9. La enseñanza de las humanidades parece, en efecto, andar un tanto a contrapelo de los
tiempos, malos tiempos sin duda para la formación intelectual en los viejos moldes
humanistas. Y, sin embargo, justamente por ese ambiente poco favorable, debemos insistir en
su importancia, en su validez para contrarrestar las modas. En un futuro en que
previsiblemente cada vez habrá menos horas dedicadas al trabajo, donde el tiempo de ocio
debería ser cada vez mayor, es cuando debería cuidarse más la educación de estilo
humanista, es decir, el cultivo de una formación integral, que permita acceder a los mayores y
más espléndidos logros de nuestra civilización.

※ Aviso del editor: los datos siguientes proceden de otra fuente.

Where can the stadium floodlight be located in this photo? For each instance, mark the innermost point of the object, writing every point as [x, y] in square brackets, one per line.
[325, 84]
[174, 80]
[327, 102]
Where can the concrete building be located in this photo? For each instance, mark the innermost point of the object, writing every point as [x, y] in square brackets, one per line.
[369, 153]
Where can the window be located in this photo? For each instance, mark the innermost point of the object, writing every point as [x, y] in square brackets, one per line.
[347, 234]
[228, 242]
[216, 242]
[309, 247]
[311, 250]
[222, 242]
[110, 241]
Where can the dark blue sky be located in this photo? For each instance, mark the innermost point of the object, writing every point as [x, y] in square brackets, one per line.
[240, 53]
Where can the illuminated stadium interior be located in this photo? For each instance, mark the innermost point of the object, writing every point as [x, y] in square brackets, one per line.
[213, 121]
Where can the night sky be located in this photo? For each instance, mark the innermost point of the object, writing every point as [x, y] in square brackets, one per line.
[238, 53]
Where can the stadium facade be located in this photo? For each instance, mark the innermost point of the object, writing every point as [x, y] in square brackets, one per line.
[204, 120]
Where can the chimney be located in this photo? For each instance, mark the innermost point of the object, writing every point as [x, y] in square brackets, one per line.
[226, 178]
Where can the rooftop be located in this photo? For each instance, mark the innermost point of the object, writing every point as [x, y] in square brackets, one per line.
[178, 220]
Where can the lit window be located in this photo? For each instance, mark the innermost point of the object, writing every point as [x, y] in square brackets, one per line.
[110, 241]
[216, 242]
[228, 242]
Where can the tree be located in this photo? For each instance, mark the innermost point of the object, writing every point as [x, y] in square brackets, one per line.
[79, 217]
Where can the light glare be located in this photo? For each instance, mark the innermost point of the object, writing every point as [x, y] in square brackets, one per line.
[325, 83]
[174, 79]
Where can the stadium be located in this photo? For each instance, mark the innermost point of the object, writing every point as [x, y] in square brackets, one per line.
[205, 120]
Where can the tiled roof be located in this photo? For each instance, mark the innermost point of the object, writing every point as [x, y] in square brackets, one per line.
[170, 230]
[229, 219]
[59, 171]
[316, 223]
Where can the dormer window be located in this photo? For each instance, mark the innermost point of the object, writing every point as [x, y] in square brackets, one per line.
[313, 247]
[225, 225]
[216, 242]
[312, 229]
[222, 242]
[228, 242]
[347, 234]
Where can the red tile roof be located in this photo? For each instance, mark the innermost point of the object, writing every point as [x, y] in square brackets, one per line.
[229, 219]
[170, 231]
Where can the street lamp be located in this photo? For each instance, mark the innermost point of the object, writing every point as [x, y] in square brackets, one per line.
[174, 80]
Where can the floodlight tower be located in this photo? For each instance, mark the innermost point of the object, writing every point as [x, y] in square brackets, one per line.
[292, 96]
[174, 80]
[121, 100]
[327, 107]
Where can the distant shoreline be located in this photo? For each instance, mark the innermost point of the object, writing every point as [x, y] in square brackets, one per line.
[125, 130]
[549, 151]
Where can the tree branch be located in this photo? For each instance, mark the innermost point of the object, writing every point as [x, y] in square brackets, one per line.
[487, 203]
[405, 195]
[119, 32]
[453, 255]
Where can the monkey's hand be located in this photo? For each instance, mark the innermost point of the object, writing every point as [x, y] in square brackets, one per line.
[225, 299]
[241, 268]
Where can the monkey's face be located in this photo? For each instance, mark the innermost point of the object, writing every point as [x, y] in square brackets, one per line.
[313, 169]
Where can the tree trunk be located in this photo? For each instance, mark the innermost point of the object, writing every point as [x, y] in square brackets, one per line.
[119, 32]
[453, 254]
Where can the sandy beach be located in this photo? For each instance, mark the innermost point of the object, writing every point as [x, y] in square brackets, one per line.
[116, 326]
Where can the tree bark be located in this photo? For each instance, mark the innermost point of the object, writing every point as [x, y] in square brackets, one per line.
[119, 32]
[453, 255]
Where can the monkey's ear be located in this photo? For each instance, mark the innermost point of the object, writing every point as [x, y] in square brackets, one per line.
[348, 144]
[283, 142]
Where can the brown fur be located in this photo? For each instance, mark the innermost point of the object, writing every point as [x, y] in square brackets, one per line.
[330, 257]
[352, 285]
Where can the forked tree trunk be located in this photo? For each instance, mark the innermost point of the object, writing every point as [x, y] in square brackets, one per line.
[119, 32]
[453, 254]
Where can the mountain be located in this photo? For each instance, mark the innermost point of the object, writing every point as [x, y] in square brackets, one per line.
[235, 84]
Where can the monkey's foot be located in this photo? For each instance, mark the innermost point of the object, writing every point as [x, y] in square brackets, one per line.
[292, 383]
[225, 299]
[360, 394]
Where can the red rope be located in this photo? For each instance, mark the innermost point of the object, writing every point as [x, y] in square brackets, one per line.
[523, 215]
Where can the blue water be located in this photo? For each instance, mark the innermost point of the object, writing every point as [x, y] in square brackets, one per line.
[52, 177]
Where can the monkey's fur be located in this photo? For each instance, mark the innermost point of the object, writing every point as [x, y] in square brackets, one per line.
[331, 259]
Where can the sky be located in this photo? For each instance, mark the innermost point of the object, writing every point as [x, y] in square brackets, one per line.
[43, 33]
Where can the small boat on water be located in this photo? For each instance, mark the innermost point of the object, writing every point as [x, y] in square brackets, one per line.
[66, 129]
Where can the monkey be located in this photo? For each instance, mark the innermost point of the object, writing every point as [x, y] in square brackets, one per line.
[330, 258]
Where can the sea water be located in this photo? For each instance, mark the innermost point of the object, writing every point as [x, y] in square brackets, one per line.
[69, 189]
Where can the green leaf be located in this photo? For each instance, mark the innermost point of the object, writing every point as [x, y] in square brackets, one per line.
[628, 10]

Por otra parte, es la educación lo que permite y fundamenta una auténtica libertad de elección.
Es grave error recortar el valor de la misma reduciéndola a lo pragmático y especializado.

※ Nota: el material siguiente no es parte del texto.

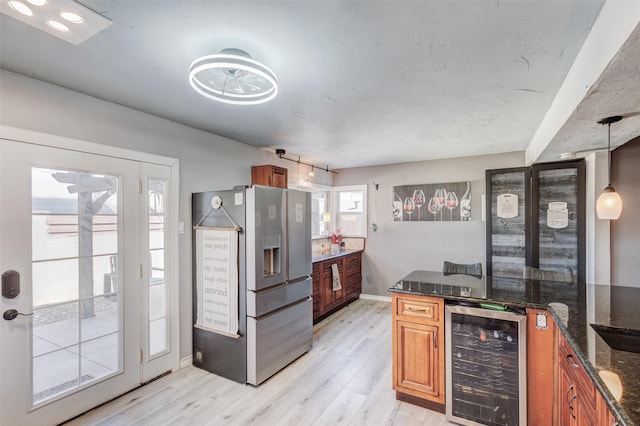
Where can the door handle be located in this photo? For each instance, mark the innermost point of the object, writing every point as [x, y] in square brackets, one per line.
[11, 314]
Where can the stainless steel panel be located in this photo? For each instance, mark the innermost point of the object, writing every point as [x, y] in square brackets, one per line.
[489, 364]
[262, 302]
[266, 237]
[299, 234]
[276, 340]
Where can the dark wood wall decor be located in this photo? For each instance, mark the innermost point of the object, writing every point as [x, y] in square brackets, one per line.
[549, 229]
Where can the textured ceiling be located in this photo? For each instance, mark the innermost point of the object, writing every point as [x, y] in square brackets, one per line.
[361, 83]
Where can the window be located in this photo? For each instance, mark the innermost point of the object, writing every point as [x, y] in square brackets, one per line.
[351, 210]
[319, 207]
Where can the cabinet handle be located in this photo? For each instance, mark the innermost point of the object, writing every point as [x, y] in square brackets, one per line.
[571, 361]
[570, 401]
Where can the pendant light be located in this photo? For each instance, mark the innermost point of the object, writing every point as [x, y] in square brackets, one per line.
[609, 204]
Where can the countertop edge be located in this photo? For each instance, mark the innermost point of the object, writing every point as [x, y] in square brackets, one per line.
[333, 256]
[611, 402]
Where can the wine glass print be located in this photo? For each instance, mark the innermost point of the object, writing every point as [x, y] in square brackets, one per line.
[409, 206]
[433, 207]
[451, 202]
[440, 196]
[418, 200]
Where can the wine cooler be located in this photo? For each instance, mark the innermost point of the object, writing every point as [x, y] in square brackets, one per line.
[486, 366]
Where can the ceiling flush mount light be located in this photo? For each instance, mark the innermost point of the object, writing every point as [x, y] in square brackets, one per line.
[65, 19]
[72, 17]
[20, 7]
[58, 26]
[609, 204]
[233, 77]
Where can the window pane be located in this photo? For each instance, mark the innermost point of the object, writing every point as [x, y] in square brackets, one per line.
[157, 336]
[351, 210]
[55, 327]
[157, 301]
[319, 206]
[157, 290]
[55, 282]
[351, 224]
[157, 266]
[105, 234]
[100, 356]
[103, 320]
[350, 201]
[76, 332]
[48, 381]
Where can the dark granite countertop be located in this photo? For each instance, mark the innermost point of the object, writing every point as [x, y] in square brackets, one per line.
[574, 307]
[326, 254]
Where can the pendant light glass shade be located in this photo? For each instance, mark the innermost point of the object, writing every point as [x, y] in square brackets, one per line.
[609, 204]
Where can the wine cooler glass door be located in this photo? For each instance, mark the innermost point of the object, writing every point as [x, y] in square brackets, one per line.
[486, 366]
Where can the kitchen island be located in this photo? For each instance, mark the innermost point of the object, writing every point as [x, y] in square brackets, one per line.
[614, 373]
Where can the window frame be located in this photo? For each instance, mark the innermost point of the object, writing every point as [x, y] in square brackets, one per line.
[336, 219]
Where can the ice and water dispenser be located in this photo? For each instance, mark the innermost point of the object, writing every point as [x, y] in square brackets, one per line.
[272, 252]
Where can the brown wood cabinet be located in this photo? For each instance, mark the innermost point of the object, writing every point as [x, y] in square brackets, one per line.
[269, 175]
[418, 348]
[540, 368]
[577, 399]
[325, 299]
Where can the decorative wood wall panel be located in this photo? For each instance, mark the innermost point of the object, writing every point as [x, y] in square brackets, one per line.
[544, 233]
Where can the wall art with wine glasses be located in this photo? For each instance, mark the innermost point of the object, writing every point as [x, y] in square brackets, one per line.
[432, 202]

Insistamos en el valor de la educación como formación general, como paideía. Sólo quien
conoce el bien -como argumentaba Sócrates- puede elegir lo más valioso. Porque no
podemos confiar en que, sin una previa educación, la gente vaya a preferir la cultura y el saber
esforzado a la mera diversión masiva y fácil. La mejor carta que juega la vulgaridad en su
favor es lo fácil y cómoda que resulta.

10. Hemos insistido aquí en el valor de los clásicos para la formación integral, espiritual, del
individuo, pero no debemos olvidar su mejor razón de éxito: leerlos procura no sólo
conocimiento, sino también un variado, vivaz, inmenso placer. Si conocer es un anhelo natural
del hombre, la mejor literatura, a la vez que nos hace conocer el mundo y a nosotros mismos,
nos emociona, eleva, instruye y divierte. El placer que brindan los clásicos, cuando ya no se
leen por obligación escolar, sino por íntima decisión, es una experiencia mágica.